I didn't realize he was Canadian - as a child I got so much mileage out of Machine Language for the Commodore 64[0]. I used to think of my program, get out sheets of graph paper and flip through a table of opcodes I wanted to use, get their decimal rep, and write out the list of numbers in a long column, then go to my computer and POKE them into place and watch a spite come to life, or the screen change colour. So much fun had with that book.

[0] https://archive.org/details/Machine_Language_for_the_Commodo...

for some reason resident debuggers were frequently called monitors in early microcomputing

I think it's more like "for some reason, monitors are called debuggers in later microcomputing."

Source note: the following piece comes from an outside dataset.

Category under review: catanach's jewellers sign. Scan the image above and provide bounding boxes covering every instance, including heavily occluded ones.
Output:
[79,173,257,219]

Debuggers were people pulling bugs out of walls of vacuum tubes. They monitored and literally debugged a computer. Monitor made more sense at first, they monitored for bugs.

At least, this is my understanding.

The "monitor" term is not from early microcomputing but from early computing. I believe that "monitor" referring to a display monitor, and referring to a machine language debugger all have the same origin: they date back to directly monitoring the electrical signals from equipment to observe its workings. The use of "monitoring" in profiling (e.g. gprof and its gmon.out file, etc) is also the same.
Similarly to 'monitor' speakers I would guess.

Something designed to keep track of a something-else that is running.

Yes; mixing consoles have monitor buses. One way to use monitor speakers is to put them on the monitor bus output. Then any mixer channel that is bridged to the monitor bus (with a dedicated switch, like a push button toggle) is then monitored.